WASHINGTON (Reuters) - A U.S.-born man who trained with al Qaeda in Afghanistan and fought in Bosnia in the 1990s pleaded guilty on Tuesday to plotting to bomb targets in the United States and Europe, the Justice Department said.
Christopher Paul, 44, entered his plea in U.S. district court in Columbus, Ohio. He agreed to serve 20 years in prison under terms of the deal.
“Today’s guilty plea brings an end to the long, dangerous career of Christopher Paul,” Patrick Rowan, acting assistant U.S. attorney general for national security.
Paul was born in Ohio as Paul Kenyatta Laws and converted to Islam while in college, the Columbus Dispatch reported. He grew a beard and addressed some friends in Arabic.

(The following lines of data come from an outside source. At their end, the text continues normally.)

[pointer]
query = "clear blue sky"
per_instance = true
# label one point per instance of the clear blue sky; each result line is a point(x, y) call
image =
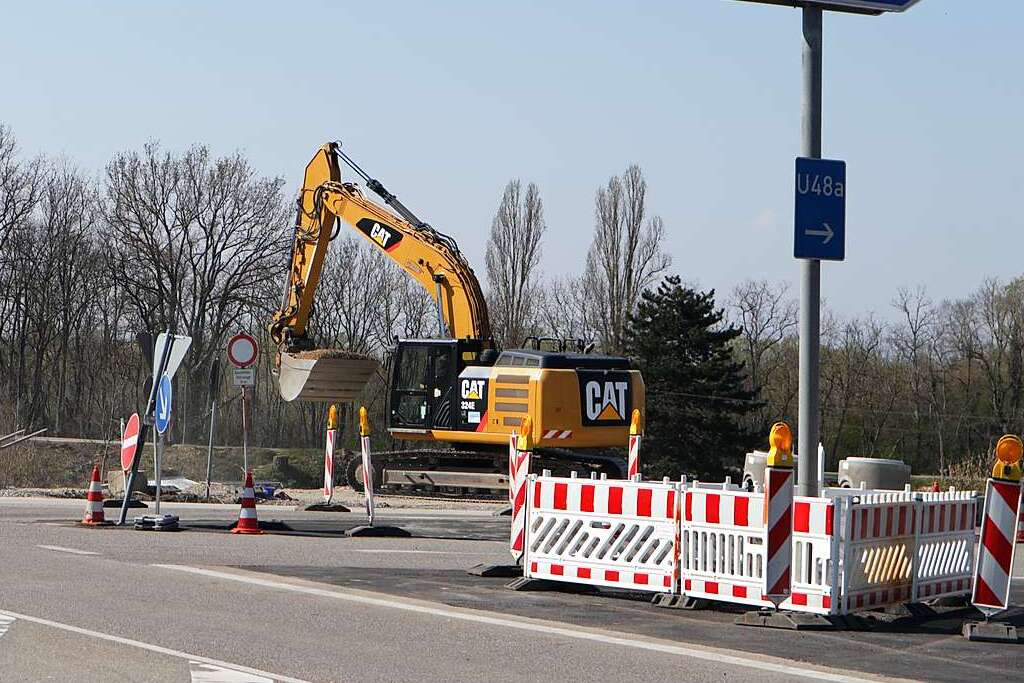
point(444, 101)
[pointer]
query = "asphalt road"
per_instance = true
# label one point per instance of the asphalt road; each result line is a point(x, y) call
point(309, 604)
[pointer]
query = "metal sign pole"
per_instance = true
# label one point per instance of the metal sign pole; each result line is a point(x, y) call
point(209, 450)
point(158, 446)
point(245, 433)
point(810, 280)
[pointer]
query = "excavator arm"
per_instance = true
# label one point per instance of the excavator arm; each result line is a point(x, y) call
point(428, 256)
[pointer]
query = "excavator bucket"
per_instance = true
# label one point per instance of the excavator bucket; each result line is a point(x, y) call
point(325, 375)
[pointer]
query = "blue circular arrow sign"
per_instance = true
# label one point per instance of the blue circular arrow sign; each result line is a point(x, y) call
point(163, 410)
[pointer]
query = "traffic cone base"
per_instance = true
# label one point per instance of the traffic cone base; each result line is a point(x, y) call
point(94, 502)
point(248, 523)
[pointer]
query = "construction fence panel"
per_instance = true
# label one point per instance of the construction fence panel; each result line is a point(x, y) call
point(944, 563)
point(603, 532)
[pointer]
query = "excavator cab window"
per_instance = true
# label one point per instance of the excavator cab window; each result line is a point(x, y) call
point(423, 384)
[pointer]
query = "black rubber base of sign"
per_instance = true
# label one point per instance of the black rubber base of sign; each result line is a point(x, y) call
point(326, 507)
point(379, 532)
point(990, 632)
point(496, 570)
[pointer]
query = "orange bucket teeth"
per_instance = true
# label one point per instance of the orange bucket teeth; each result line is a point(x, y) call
point(248, 523)
point(94, 501)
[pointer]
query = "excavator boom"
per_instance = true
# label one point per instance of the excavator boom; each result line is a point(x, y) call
point(428, 256)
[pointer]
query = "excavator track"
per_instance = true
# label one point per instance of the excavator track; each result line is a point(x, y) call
point(458, 474)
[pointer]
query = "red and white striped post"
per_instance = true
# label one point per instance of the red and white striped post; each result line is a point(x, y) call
point(633, 463)
point(778, 514)
point(332, 423)
point(998, 529)
point(518, 474)
point(513, 441)
point(94, 501)
point(368, 466)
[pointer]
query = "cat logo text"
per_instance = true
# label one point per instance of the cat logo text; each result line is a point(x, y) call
point(604, 397)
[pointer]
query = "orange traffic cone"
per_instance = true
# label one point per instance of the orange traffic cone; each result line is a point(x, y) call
point(94, 501)
point(247, 516)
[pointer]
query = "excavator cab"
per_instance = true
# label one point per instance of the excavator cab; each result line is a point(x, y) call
point(424, 391)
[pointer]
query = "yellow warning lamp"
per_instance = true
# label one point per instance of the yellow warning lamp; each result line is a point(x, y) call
point(525, 441)
point(364, 421)
point(635, 423)
point(780, 442)
point(1008, 454)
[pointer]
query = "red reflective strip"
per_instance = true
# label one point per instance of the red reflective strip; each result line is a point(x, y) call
point(778, 534)
point(587, 498)
point(711, 508)
point(740, 511)
point(643, 502)
point(997, 545)
point(561, 496)
point(615, 500)
point(802, 517)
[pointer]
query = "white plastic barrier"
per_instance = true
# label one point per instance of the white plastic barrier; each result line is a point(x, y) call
point(723, 549)
point(852, 550)
point(600, 532)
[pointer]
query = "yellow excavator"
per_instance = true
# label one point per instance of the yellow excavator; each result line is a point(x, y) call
point(460, 389)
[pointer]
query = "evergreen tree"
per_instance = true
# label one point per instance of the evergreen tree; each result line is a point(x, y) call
point(695, 394)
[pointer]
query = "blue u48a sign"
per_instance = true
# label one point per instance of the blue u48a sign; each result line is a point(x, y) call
point(819, 217)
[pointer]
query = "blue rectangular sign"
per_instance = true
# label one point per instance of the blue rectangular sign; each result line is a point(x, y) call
point(819, 218)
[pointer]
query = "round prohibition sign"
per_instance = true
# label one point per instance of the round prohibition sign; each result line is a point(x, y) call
point(242, 350)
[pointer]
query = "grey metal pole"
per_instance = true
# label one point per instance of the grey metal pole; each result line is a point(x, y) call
point(158, 446)
point(245, 434)
point(810, 280)
point(209, 449)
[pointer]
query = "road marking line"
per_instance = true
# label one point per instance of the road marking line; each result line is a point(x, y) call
point(414, 552)
point(61, 549)
point(762, 663)
point(148, 646)
point(5, 623)
point(208, 673)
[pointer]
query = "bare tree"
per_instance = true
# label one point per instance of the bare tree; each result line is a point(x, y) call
point(192, 241)
point(626, 255)
point(512, 259)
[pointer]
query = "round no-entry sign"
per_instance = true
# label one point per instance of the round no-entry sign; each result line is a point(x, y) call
point(242, 350)
point(129, 441)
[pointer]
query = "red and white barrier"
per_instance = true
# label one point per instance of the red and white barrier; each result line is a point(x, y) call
point(778, 536)
point(849, 550)
point(329, 467)
point(601, 532)
point(995, 552)
point(518, 476)
point(633, 463)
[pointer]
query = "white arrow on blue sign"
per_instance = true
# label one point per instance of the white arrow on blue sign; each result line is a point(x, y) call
point(163, 411)
point(819, 217)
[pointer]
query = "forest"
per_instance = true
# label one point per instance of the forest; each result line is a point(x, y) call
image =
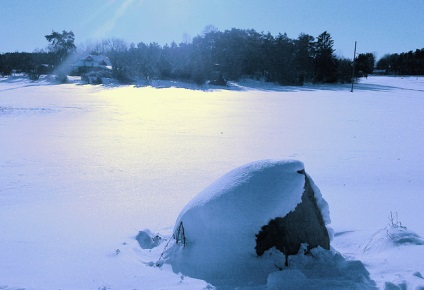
point(216, 57)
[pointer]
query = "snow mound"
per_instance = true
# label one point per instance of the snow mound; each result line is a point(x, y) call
point(216, 232)
point(147, 240)
point(392, 236)
point(321, 269)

New acquaintances were surprised to learn he was American.
Paul, known also by a string of aliases including Abdul Malek Kenyatta, was arrested last year in Ohio on charges of conspiring to aid terrorists, conspiring to use a weapon of mass destruction and providing material support to terrorists.
He pleaded guilty to the second count and also acknowledged a three-page fact summary detailing his involvement with al Qaeda.

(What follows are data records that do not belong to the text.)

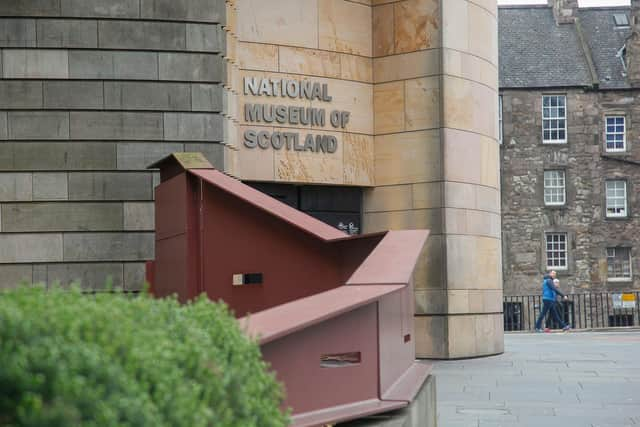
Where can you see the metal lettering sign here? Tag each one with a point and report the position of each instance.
(278, 114)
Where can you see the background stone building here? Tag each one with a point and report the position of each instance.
(570, 153)
(94, 91)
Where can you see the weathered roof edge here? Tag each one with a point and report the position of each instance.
(286, 319)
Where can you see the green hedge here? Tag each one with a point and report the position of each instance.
(68, 359)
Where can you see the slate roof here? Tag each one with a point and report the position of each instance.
(604, 42)
(537, 53)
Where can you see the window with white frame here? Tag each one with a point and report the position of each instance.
(556, 250)
(615, 135)
(618, 264)
(554, 188)
(616, 198)
(554, 119)
(500, 119)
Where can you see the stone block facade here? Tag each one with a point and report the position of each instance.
(587, 166)
(91, 93)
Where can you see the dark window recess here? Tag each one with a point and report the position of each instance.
(340, 360)
(513, 316)
(339, 207)
(252, 278)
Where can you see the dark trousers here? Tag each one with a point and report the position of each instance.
(549, 305)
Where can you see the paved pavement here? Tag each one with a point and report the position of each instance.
(577, 379)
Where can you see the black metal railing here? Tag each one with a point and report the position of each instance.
(581, 311)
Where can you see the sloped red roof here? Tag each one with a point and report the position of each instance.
(269, 204)
(392, 260)
(285, 319)
(337, 414)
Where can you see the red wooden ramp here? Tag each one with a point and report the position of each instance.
(333, 313)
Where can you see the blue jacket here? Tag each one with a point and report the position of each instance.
(549, 291)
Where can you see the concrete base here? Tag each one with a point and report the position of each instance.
(421, 412)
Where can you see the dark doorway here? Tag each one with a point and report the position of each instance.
(340, 207)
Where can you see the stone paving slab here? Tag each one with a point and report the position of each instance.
(586, 379)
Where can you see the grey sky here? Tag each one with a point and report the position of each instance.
(583, 3)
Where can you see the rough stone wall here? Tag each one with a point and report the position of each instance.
(91, 93)
(524, 216)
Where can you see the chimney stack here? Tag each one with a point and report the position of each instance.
(632, 54)
(564, 11)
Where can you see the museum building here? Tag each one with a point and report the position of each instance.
(367, 114)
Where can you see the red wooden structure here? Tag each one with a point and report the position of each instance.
(333, 313)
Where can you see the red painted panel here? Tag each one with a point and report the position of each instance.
(171, 268)
(353, 252)
(268, 204)
(240, 239)
(274, 323)
(296, 361)
(177, 261)
(396, 355)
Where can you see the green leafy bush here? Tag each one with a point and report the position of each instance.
(68, 359)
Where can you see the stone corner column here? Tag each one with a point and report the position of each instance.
(437, 164)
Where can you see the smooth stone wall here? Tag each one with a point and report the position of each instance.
(91, 93)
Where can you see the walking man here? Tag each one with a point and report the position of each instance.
(549, 295)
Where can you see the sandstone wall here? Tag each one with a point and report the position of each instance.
(437, 164)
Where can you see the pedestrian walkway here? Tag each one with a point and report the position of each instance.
(577, 379)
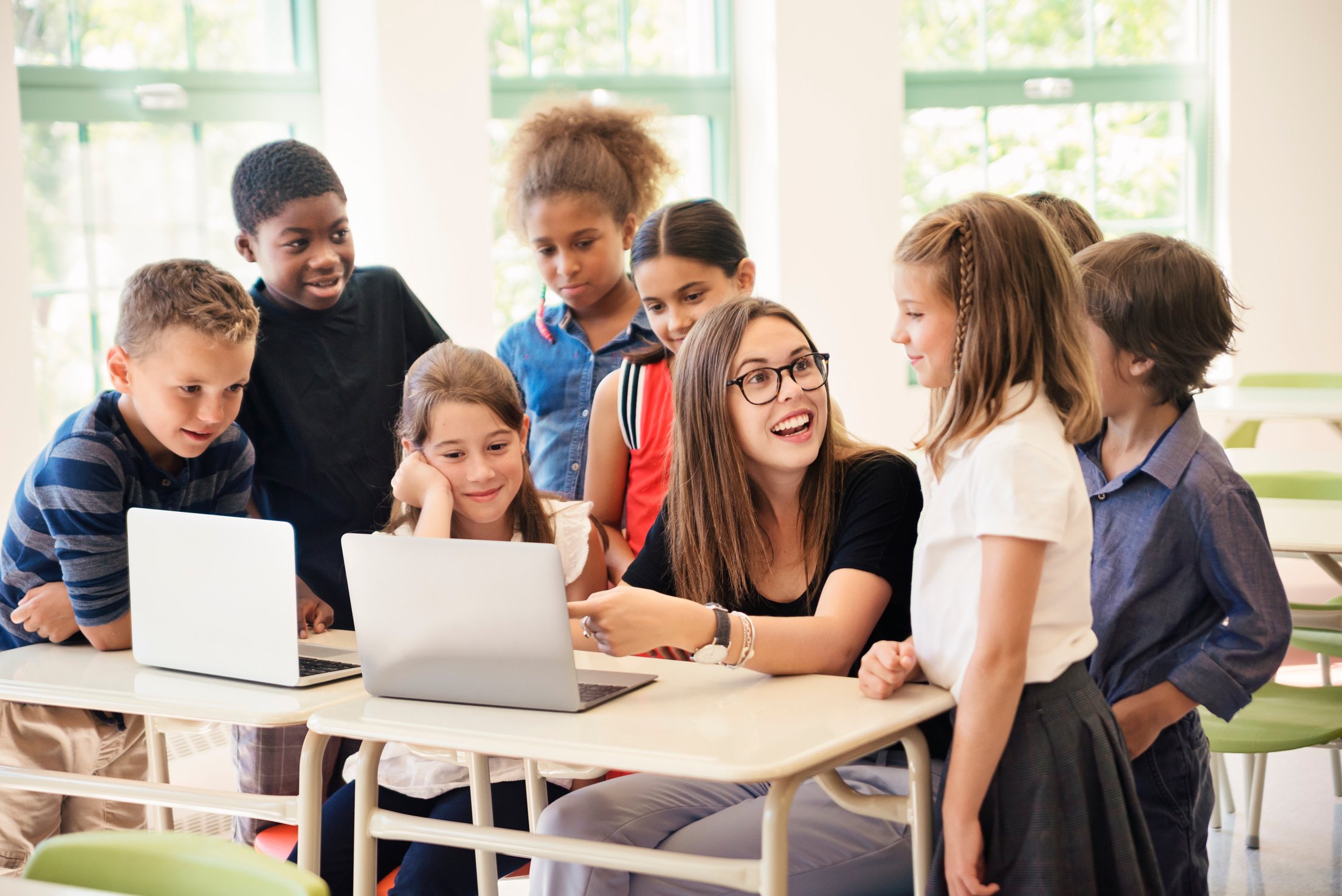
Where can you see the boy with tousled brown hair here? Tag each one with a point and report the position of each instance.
(1188, 605)
(165, 439)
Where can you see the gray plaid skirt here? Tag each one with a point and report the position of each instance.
(1062, 815)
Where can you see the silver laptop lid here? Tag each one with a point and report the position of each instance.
(462, 621)
(212, 594)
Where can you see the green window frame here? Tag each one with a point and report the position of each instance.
(1188, 83)
(84, 95)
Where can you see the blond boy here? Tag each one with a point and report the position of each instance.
(164, 439)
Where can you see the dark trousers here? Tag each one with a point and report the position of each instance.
(426, 869)
(1175, 785)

The activities dated back to the early 1990s when he traveled to Pakistan and Afghanistan, and continued until 1999 and 2000 when he helped Islamists in Germany who were planning to bomb Americans vacationing at foreign resorts, the summary said.
Paul trained at an al Qaeda camp in Afghanistan in basic battle techniques, then joined the group and received advanced training in rappelling, explosives and military history.
He fought in Afghanistan, then returned to Columbus and began recruiting to form a jihadist group, the summary said. From 1993 to 1995 he made more Islamist contacts while fighting in Bosnia.
Authorities searching Paul’s home in Columbus found a master list of “terrorist contacts and bomb-making information” that he had created while in the Balkans, the summary said.
It said al Qaeda members in Europe in 1997 asked him to form a jihad group, which he trained around Columbus. He went to Germany in 1999 to meet members of a Islamic fundamentalist cell. Asked to provide explosives training, he agreed to help the group, which also intended to attack within the United States, the summary said.